Ici, n'est-ce pas... Tout ce qui devait arriver est arrivé. Tout ce qui était désiré par vous tous, pour votre bénéfice, est accompli.
Savez-vous ce qu'il en est de ce corps ?
Tous les "noeuds" internes sont défaits. C'est pourquoi quand une maladie l'attaque, elle l'investit totalement. Tout est dénoué, jusqu'à la racine de chaque cheveu. Aussi les maladies peuvent venir sans entrave. Mais quand le remède vient, il se répand tout aussi facilement.
Ici... (Elle se montre elle-même) Rien qui soit de l'ordre de donner, prendre et même servir... Sur votre plan, vous avez peut-être cette impression !
Je n'ai pas la place de me retourner. On ne peut aller nulle part où Il ne soit.
Ce corps est une marionnette - il joue ce que vous lui faites jouer.
Ce corps répond aussi au cri fervent de ceux qui ne l'ont jamais rencontré.
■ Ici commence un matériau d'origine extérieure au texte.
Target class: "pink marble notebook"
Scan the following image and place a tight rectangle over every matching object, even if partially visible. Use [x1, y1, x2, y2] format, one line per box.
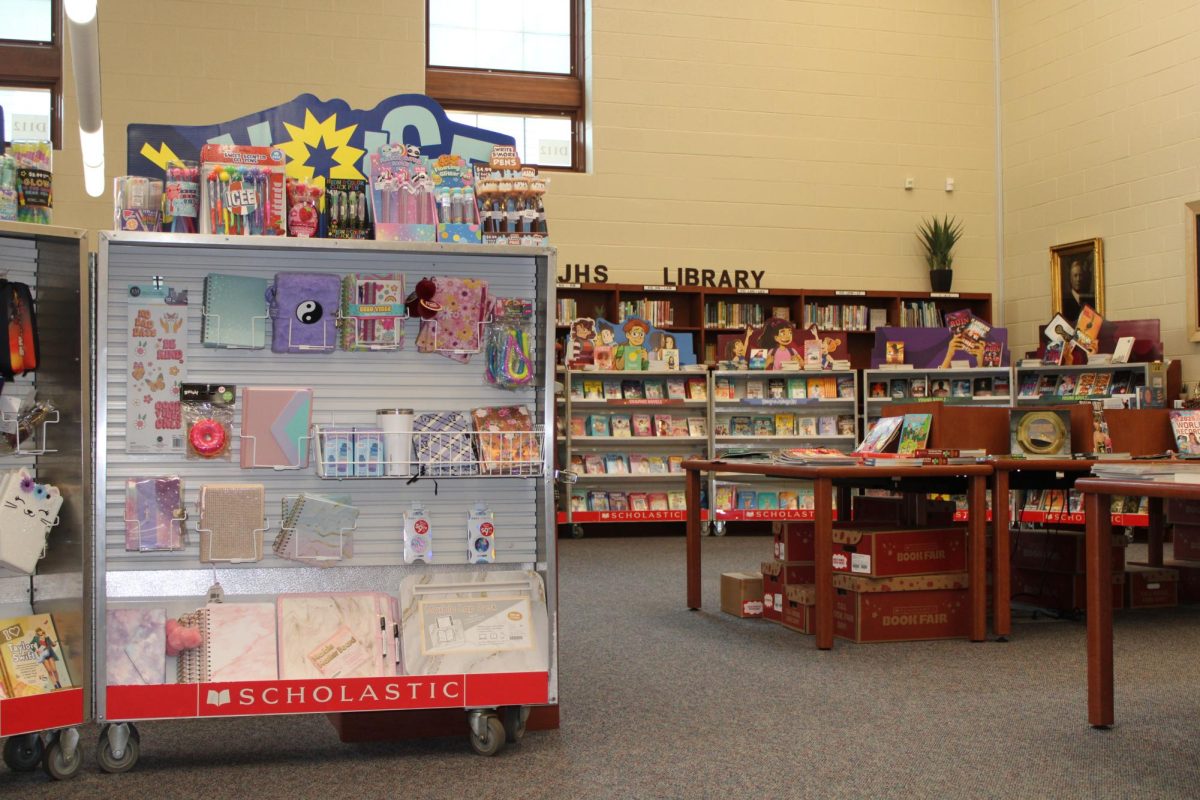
[178, 603, 280, 684]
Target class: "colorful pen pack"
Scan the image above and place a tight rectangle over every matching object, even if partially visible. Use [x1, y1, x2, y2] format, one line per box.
[266, 272, 342, 353]
[200, 144, 287, 236]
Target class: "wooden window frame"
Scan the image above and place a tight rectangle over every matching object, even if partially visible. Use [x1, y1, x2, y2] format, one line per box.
[425, 0, 586, 173]
[0, 0, 62, 150]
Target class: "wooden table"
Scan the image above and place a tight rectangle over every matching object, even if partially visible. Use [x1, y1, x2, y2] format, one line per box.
[683, 458, 992, 650]
[1075, 477, 1180, 728]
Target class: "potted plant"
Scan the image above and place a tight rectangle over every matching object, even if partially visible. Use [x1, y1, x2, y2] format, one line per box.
[917, 217, 962, 291]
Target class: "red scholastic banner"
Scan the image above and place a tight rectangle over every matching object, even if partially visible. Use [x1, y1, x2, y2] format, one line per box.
[0, 688, 83, 736]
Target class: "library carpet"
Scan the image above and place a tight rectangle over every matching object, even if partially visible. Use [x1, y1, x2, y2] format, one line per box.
[16, 536, 1200, 800]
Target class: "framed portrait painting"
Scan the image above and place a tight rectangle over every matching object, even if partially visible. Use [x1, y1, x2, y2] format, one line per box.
[1050, 239, 1104, 324]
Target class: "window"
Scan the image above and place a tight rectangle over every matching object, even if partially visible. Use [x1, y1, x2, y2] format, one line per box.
[0, 0, 62, 148]
[425, 0, 583, 170]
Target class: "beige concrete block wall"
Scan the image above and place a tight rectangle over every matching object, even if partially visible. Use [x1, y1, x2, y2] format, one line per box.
[1000, 0, 1200, 379]
[55, 0, 996, 297]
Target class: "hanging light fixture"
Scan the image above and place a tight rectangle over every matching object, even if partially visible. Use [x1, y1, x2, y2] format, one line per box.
[62, 0, 104, 197]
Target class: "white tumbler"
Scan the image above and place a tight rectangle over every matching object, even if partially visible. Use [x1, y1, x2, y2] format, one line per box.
[376, 408, 413, 477]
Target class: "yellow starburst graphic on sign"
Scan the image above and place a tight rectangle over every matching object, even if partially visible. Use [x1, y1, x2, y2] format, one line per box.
[278, 109, 366, 186]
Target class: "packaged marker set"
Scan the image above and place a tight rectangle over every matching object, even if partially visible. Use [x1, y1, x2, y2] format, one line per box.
[200, 144, 287, 236]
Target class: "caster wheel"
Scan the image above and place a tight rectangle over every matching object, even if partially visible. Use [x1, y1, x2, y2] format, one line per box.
[470, 715, 505, 756]
[42, 736, 83, 781]
[500, 705, 529, 745]
[96, 724, 142, 775]
[4, 733, 42, 772]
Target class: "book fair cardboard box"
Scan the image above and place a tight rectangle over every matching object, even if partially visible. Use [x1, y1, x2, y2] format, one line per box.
[1012, 570, 1126, 613]
[770, 522, 817, 561]
[1126, 564, 1180, 608]
[721, 572, 762, 619]
[833, 572, 971, 643]
[779, 583, 817, 633]
[833, 527, 967, 578]
[1163, 561, 1200, 603]
[762, 560, 817, 622]
[1012, 530, 1128, 575]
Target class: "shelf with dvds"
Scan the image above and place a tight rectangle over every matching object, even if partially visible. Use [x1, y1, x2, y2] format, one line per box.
[559, 369, 710, 536]
[863, 367, 1013, 421]
[92, 231, 558, 771]
[0, 222, 92, 780]
[1013, 360, 1180, 408]
[708, 369, 859, 533]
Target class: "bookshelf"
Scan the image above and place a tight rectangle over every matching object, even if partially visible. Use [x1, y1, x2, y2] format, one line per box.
[556, 283, 991, 369]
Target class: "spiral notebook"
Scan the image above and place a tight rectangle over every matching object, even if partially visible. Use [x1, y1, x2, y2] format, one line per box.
[200, 272, 268, 349]
[198, 483, 266, 564]
[175, 603, 280, 684]
[271, 493, 359, 566]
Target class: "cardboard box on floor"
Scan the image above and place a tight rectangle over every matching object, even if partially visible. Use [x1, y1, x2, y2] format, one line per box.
[761, 560, 817, 622]
[721, 572, 762, 619]
[833, 573, 971, 643]
[1010, 530, 1129, 575]
[1012, 569, 1124, 613]
[779, 583, 817, 633]
[1126, 564, 1180, 608]
[833, 525, 967, 578]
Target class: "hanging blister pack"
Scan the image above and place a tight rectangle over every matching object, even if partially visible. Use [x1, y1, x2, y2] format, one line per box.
[467, 503, 496, 564]
[404, 503, 433, 564]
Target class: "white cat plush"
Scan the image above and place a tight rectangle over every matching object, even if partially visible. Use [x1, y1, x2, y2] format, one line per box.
[0, 468, 62, 575]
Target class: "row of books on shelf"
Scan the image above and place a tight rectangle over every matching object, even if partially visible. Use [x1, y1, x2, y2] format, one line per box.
[900, 300, 944, 327]
[704, 301, 792, 327]
[1016, 369, 1142, 399]
[804, 303, 888, 331]
[713, 375, 854, 401]
[1021, 489, 1150, 515]
[571, 453, 683, 475]
[713, 413, 854, 437]
[618, 300, 674, 327]
[571, 492, 688, 511]
[868, 375, 1010, 399]
[559, 414, 708, 438]
[571, 377, 708, 401]
[713, 483, 814, 511]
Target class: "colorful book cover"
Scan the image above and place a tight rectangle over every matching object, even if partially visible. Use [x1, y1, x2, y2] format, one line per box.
[896, 414, 934, 456]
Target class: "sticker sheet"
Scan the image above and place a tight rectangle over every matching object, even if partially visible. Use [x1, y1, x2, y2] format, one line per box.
[125, 284, 187, 453]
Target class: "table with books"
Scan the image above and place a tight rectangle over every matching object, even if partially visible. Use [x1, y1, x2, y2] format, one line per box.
[683, 455, 992, 650]
[1075, 462, 1200, 728]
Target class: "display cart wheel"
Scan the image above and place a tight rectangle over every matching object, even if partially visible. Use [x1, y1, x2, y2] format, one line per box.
[502, 705, 529, 745]
[96, 722, 142, 775]
[4, 733, 42, 772]
[42, 728, 83, 781]
[467, 711, 505, 756]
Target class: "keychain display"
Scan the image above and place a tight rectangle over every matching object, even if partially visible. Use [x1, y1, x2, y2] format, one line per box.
[179, 384, 238, 461]
[467, 503, 496, 564]
[404, 503, 433, 564]
[484, 297, 533, 390]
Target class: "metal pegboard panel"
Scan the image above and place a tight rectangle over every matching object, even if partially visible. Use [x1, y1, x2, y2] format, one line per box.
[100, 239, 545, 571]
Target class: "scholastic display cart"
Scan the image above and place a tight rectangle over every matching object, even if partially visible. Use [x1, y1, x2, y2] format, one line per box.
[95, 233, 558, 772]
[0, 223, 91, 780]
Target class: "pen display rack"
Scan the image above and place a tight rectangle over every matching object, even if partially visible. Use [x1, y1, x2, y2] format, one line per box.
[94, 232, 558, 762]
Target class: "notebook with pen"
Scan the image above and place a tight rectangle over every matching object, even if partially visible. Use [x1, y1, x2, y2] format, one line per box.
[200, 272, 268, 349]
[241, 386, 313, 469]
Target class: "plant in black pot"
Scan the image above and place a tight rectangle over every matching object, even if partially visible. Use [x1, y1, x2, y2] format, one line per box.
[917, 217, 962, 291]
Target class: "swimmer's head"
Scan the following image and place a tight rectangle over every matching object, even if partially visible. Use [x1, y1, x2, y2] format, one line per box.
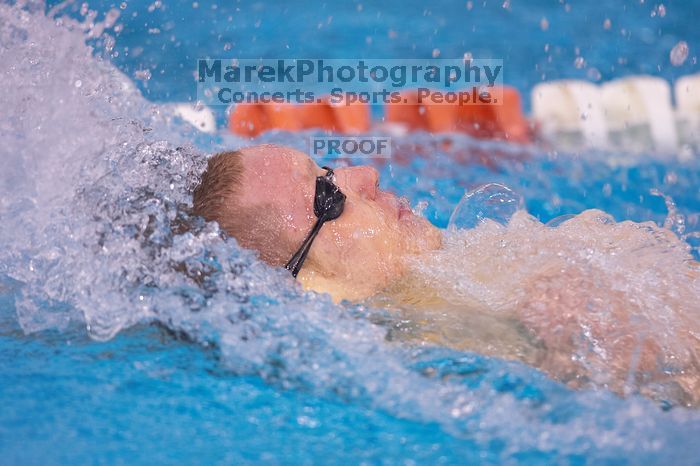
[194, 145, 441, 299]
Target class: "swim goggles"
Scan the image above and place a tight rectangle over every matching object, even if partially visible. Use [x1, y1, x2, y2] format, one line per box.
[284, 167, 345, 278]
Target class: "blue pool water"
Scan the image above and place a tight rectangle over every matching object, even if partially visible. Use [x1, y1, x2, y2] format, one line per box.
[0, 1, 700, 465]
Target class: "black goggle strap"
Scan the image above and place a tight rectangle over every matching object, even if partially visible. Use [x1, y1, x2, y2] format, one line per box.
[284, 167, 337, 278]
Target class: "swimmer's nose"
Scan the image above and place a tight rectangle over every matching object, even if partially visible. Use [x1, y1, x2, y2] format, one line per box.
[335, 166, 379, 200]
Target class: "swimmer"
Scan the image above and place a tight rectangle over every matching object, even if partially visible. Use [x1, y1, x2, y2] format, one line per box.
[193, 145, 700, 405]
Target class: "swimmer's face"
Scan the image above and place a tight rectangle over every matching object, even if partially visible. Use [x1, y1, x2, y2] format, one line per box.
[237, 145, 441, 299]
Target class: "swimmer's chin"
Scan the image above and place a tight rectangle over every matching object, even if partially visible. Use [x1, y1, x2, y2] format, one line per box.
[297, 237, 442, 303]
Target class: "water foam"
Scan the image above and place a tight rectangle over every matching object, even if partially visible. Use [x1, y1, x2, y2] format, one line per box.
[0, 5, 700, 461]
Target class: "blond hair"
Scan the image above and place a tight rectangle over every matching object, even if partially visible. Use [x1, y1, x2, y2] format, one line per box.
[192, 151, 243, 236]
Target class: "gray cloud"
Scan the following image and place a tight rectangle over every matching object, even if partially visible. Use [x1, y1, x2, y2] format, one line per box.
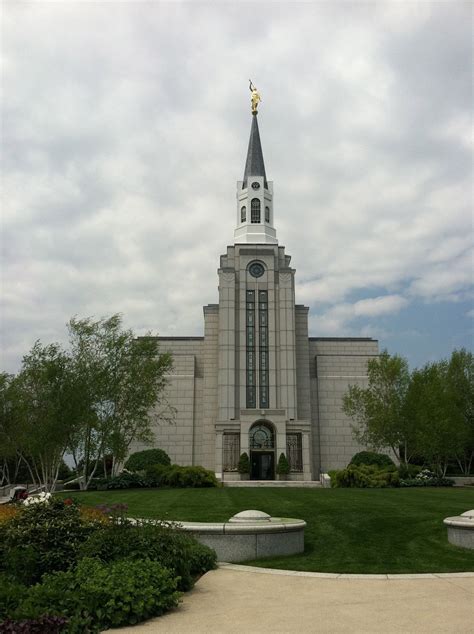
[1, 2, 472, 369]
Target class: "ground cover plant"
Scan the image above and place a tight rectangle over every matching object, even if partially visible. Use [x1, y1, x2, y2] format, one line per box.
[56, 487, 474, 573]
[0, 494, 216, 634]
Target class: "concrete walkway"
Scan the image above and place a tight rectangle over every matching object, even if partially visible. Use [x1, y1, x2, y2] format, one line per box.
[119, 564, 474, 634]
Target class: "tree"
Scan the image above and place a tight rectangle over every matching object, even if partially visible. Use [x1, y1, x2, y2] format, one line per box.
[0, 341, 69, 491]
[406, 350, 474, 476]
[446, 348, 474, 475]
[68, 315, 172, 489]
[342, 350, 414, 462]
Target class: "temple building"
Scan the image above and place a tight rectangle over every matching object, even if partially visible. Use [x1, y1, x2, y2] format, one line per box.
[134, 102, 378, 480]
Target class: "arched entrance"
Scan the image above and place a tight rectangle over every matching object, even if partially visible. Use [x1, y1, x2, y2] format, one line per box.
[249, 421, 275, 480]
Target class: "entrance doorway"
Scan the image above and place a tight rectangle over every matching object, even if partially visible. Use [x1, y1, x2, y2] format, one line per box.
[250, 451, 275, 480]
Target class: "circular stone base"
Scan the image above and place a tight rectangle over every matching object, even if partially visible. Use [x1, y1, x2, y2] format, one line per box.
[444, 509, 474, 550]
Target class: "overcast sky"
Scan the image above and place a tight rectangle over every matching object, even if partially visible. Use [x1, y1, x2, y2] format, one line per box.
[0, 0, 474, 371]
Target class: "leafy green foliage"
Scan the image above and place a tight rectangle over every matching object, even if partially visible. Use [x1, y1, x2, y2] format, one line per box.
[80, 522, 216, 590]
[124, 449, 171, 471]
[407, 350, 474, 477]
[14, 558, 180, 634]
[0, 498, 101, 584]
[237, 451, 250, 474]
[59, 487, 474, 573]
[331, 464, 400, 489]
[343, 349, 474, 470]
[349, 451, 395, 467]
[0, 616, 68, 634]
[100, 473, 146, 489]
[342, 350, 411, 461]
[65, 315, 172, 488]
[146, 464, 218, 488]
[0, 341, 71, 491]
[276, 453, 290, 475]
[0, 574, 27, 622]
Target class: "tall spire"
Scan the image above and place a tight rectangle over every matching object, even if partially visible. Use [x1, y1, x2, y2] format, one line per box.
[234, 110, 278, 244]
[242, 112, 268, 189]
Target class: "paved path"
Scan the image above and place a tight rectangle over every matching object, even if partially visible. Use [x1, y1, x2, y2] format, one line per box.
[118, 564, 474, 634]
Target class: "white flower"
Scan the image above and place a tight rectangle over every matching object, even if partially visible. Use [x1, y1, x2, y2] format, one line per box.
[23, 492, 52, 506]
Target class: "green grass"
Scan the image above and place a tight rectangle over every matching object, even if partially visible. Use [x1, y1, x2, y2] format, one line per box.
[58, 487, 474, 573]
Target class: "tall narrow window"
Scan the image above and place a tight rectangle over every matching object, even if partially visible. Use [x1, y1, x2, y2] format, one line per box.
[286, 434, 303, 471]
[245, 291, 257, 408]
[250, 198, 260, 224]
[222, 433, 240, 471]
[258, 291, 270, 408]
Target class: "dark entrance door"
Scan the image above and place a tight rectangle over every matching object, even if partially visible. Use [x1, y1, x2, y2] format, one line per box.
[250, 451, 275, 480]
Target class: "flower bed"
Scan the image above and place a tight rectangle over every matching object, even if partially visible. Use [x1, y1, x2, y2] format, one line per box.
[0, 495, 216, 634]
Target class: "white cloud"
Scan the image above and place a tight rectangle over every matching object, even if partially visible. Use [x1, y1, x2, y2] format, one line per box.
[1, 2, 472, 368]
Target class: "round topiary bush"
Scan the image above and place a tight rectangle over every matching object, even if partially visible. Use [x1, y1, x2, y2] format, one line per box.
[124, 449, 171, 472]
[237, 451, 250, 473]
[276, 453, 290, 476]
[349, 451, 395, 468]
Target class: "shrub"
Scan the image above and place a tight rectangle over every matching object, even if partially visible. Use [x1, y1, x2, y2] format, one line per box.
[14, 558, 180, 634]
[331, 465, 399, 489]
[80, 522, 216, 590]
[64, 482, 81, 491]
[145, 464, 173, 487]
[164, 465, 217, 488]
[145, 464, 218, 488]
[0, 616, 68, 634]
[0, 575, 27, 616]
[400, 469, 454, 487]
[398, 463, 423, 479]
[101, 471, 146, 489]
[0, 498, 103, 585]
[349, 451, 395, 468]
[124, 449, 171, 471]
[237, 452, 250, 474]
[276, 453, 290, 475]
[0, 504, 21, 524]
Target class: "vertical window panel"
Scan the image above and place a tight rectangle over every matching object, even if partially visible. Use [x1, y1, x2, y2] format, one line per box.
[250, 198, 260, 224]
[258, 291, 270, 408]
[222, 433, 240, 471]
[286, 433, 303, 471]
[245, 291, 257, 409]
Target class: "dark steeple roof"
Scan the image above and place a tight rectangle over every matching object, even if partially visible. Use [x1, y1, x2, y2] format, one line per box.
[242, 114, 268, 189]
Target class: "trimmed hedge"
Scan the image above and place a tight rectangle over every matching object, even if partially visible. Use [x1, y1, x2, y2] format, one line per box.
[146, 464, 219, 488]
[349, 451, 396, 468]
[0, 498, 105, 585]
[13, 558, 181, 634]
[79, 521, 216, 590]
[331, 464, 400, 489]
[124, 449, 171, 472]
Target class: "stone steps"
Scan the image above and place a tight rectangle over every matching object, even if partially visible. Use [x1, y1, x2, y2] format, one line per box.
[222, 479, 322, 488]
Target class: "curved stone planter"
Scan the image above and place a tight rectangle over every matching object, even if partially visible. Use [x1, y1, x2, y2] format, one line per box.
[179, 510, 306, 562]
[444, 509, 474, 549]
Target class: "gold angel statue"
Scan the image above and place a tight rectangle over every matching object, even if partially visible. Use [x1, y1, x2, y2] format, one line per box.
[249, 79, 262, 114]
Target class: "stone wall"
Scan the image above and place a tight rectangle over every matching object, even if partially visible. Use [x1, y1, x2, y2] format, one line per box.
[309, 338, 378, 478]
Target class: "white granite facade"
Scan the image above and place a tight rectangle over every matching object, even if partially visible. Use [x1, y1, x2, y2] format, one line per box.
[132, 113, 378, 480]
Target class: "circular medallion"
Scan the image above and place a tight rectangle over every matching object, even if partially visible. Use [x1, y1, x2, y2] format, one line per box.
[249, 262, 265, 277]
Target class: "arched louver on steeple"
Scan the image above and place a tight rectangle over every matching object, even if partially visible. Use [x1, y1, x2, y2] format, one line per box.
[250, 198, 260, 224]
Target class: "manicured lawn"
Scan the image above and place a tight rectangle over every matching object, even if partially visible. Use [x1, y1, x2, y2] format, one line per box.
[57, 487, 474, 573]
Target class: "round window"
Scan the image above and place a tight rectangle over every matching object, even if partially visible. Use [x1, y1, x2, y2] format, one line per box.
[249, 262, 265, 277]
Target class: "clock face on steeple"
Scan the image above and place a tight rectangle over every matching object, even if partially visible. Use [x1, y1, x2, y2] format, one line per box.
[249, 262, 265, 277]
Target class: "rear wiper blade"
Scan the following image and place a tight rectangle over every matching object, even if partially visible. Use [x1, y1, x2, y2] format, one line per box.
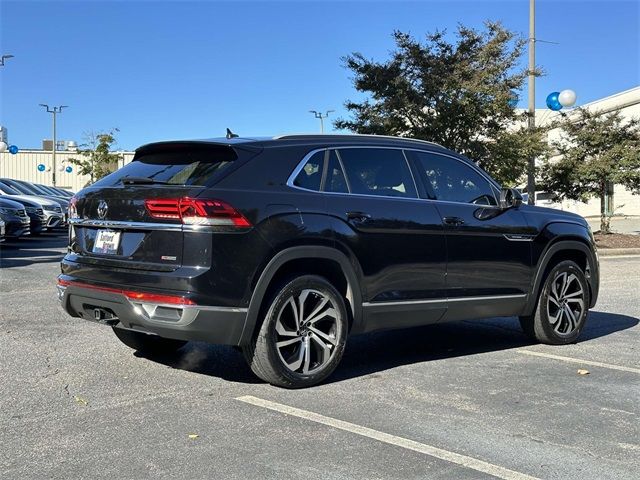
[120, 177, 169, 185]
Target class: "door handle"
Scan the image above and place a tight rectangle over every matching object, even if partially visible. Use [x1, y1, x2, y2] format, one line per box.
[347, 212, 371, 222]
[442, 217, 464, 227]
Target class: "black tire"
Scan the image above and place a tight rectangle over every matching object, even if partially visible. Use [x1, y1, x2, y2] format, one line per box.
[242, 275, 349, 388]
[520, 260, 590, 345]
[112, 327, 187, 354]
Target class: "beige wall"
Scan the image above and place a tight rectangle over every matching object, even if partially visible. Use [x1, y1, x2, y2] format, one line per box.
[0, 150, 133, 192]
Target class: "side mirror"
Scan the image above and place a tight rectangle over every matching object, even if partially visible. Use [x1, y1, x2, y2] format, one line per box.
[500, 188, 522, 210]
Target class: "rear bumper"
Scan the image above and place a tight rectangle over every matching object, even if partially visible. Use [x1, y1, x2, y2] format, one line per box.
[58, 275, 247, 345]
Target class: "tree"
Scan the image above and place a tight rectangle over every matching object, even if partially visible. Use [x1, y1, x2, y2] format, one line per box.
[542, 108, 640, 233]
[69, 128, 121, 185]
[334, 22, 547, 185]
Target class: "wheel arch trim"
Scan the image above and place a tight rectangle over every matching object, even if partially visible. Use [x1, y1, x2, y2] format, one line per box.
[524, 238, 599, 315]
[240, 245, 362, 345]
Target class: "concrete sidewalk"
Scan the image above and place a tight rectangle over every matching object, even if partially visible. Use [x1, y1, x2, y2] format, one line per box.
[586, 216, 640, 235]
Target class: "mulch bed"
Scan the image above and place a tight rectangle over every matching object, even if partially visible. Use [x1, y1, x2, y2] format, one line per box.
[593, 232, 640, 248]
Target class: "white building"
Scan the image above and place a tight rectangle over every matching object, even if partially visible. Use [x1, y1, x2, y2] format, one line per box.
[0, 150, 133, 192]
[536, 87, 640, 217]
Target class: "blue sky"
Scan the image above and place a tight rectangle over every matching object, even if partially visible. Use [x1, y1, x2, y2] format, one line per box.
[0, 0, 640, 149]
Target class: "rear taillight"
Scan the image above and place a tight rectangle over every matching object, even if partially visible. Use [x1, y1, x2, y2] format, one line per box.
[144, 197, 251, 228]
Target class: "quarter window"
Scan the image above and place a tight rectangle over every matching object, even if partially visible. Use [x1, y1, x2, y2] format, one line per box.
[416, 153, 498, 205]
[293, 151, 324, 191]
[339, 148, 417, 198]
[324, 150, 349, 193]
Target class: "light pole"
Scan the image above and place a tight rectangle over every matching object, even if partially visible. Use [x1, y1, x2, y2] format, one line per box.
[40, 103, 67, 187]
[0, 55, 13, 67]
[527, 0, 536, 205]
[309, 110, 335, 133]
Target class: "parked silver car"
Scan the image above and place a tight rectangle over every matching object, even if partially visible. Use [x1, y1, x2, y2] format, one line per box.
[0, 183, 64, 229]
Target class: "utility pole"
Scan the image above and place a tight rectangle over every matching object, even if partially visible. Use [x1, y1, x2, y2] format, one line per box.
[527, 0, 536, 205]
[309, 110, 335, 133]
[40, 103, 67, 187]
[0, 55, 13, 67]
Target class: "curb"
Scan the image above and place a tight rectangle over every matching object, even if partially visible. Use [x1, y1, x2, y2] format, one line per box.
[598, 248, 640, 257]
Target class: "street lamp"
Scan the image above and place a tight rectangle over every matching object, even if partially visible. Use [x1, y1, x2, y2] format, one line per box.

Quel que soit le Nom sous lequel vous voulez chercher Dieu, cette enfant vous souhaite la bienvenue du fond du cÏur.
Je ne fais ni ne dis rien avec un motif ou par effort de volonté. Ce sont vos pensées ou désirs qui font dire ou faire des choses à ce corps pour votre bénéfice.
Je vois souvent ce qui va arriver dans le futur, mais souvent aussi les mots ne viennent pas.
Je n'ai aucun besoin de faire ou dire quoi que ce soit. Il n'y a jamais eu aucun besoin. Il n'y en a pas maintenant. Il n'y en aura pas non plus dans le futur.
Ce que vous voyiez manifesté en moi dans le passé, ce que vous voyez maintenant, ce que vous verrez dans le futur, est pour le bien de tous.
Si vous cherchez ce qu'il y a de particulier en ma personne, je dois vous dire que le monde entier est ma personne...
Ma volonté serait irrésistible si je l'exprimais !
Qui est ANANDAMOYI ?
Qui est "envahi de joie" ?
Lui dans toutes les formes, éternellement intronisé au cœur de tout être. En vérité, Il demeure partout. Ayant vu Cela, atteint Cela, tout est vu, tout est atteint. Ce qui signifie : être sans peur, sûr, libre de tout conflit, immuable, impérissable.
"Ce corps" ne fait venir personne à lui, n'écarte personne, il ne parle à personne, ne prend la nourriture de personne.
Qui suis-je ?
On peut dire qui l'on est si l'on a une perception de soi-même.
Je n'ai en rien cette perception.
Alors je suis ce que vous voulez que je sois.